What if you could strap on a wearable that could adjust your energy level, stress level, or ability to concentrate directly, without requiring you to lace up your running shoes, suck down a cup of coffee or tipple a glass of vino?

You might not have to wonder for long because mood-altering wearables are in testing, and heading towards becoming a consumer product.  One of the first will be from a startup company, Thync, which announced yesterday that it aims to bring consumer brain-tweaking wearables to market.

Thync has been in stealth mode for three years; it pulled back the curtains on Wednesday, announcing that it has raised $13 million from Khosla Ventures and other investors, and intends to give other mind-altering substances like caffeine and alcohol some serious competition.

Thync says it is using “neurosignalling,” that is, a form of transcranial direct-current stimulation designed to shift a person’s brain waves in order to make her feel more energized or more relaxed. The company has tested the gadget, which goes on the head, not the wrist, on 2000 people to date. It has approval to do such research, but getting broader approval to put the device on the open consumer market may take a while.

Thync’s technology was developed at Harvard and Stanford; the company was founded by Isy Goldwasser, a serial entrepreneur who also founded Symyx Technologies, and Jamie Tyler, an associate professor of Biological and Health Systems Engineering at Arizona State University.
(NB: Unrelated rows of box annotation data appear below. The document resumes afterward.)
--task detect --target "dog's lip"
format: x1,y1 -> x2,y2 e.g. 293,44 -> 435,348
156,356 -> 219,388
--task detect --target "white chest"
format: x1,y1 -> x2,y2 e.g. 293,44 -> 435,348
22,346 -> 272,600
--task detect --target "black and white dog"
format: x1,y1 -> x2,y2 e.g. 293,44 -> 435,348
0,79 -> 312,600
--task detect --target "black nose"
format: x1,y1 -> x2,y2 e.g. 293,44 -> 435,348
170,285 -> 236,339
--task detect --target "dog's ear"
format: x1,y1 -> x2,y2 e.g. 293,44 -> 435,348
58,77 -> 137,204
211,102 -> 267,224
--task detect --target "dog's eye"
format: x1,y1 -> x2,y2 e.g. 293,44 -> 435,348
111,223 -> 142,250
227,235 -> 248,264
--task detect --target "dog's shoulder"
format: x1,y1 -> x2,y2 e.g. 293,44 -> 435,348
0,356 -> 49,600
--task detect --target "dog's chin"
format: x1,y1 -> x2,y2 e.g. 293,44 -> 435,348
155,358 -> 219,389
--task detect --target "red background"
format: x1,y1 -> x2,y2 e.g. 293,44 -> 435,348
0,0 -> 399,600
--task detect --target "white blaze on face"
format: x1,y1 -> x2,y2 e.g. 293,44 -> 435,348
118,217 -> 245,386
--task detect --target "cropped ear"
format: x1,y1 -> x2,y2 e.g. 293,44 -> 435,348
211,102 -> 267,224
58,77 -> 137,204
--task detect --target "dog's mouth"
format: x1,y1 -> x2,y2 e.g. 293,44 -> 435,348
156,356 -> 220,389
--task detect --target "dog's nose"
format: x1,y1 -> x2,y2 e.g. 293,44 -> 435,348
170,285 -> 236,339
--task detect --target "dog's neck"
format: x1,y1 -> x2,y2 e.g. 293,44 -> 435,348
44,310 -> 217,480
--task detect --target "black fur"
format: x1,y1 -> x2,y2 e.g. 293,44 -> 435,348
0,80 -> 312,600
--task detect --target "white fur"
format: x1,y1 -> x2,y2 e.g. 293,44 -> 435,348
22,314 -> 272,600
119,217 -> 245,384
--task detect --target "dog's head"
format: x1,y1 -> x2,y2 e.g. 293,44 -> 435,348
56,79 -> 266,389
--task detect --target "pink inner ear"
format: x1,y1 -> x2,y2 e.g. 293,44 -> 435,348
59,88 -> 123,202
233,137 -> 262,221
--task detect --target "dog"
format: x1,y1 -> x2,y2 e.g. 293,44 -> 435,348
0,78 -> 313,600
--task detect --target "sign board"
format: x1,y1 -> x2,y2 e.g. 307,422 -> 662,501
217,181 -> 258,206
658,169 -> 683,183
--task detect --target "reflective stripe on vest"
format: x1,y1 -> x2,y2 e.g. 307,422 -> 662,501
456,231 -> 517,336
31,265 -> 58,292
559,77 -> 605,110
Thync’s website doesn’t offer a lot of detail; it states “Thync Vibes are intelligent waveforms delivered via neurosignaling. You select Vibes on-demand for your shift to an energized, relaxed or focused state.”

Some have questioned the safety of brain-stimulating devices. I tried a prototype of one last year, a gadget called Focus intended to increase the focus of videogamers, and found the experience decidedly unpleasant. So I don’t think I’ll be an early adopter on this one; even when it gets to market, I’m likely to wait a bit to let the company work the kinks out of it. In the meantime, I’ll order a new pair of running shoes, grind some coffee, and keep the wine cellar stocked.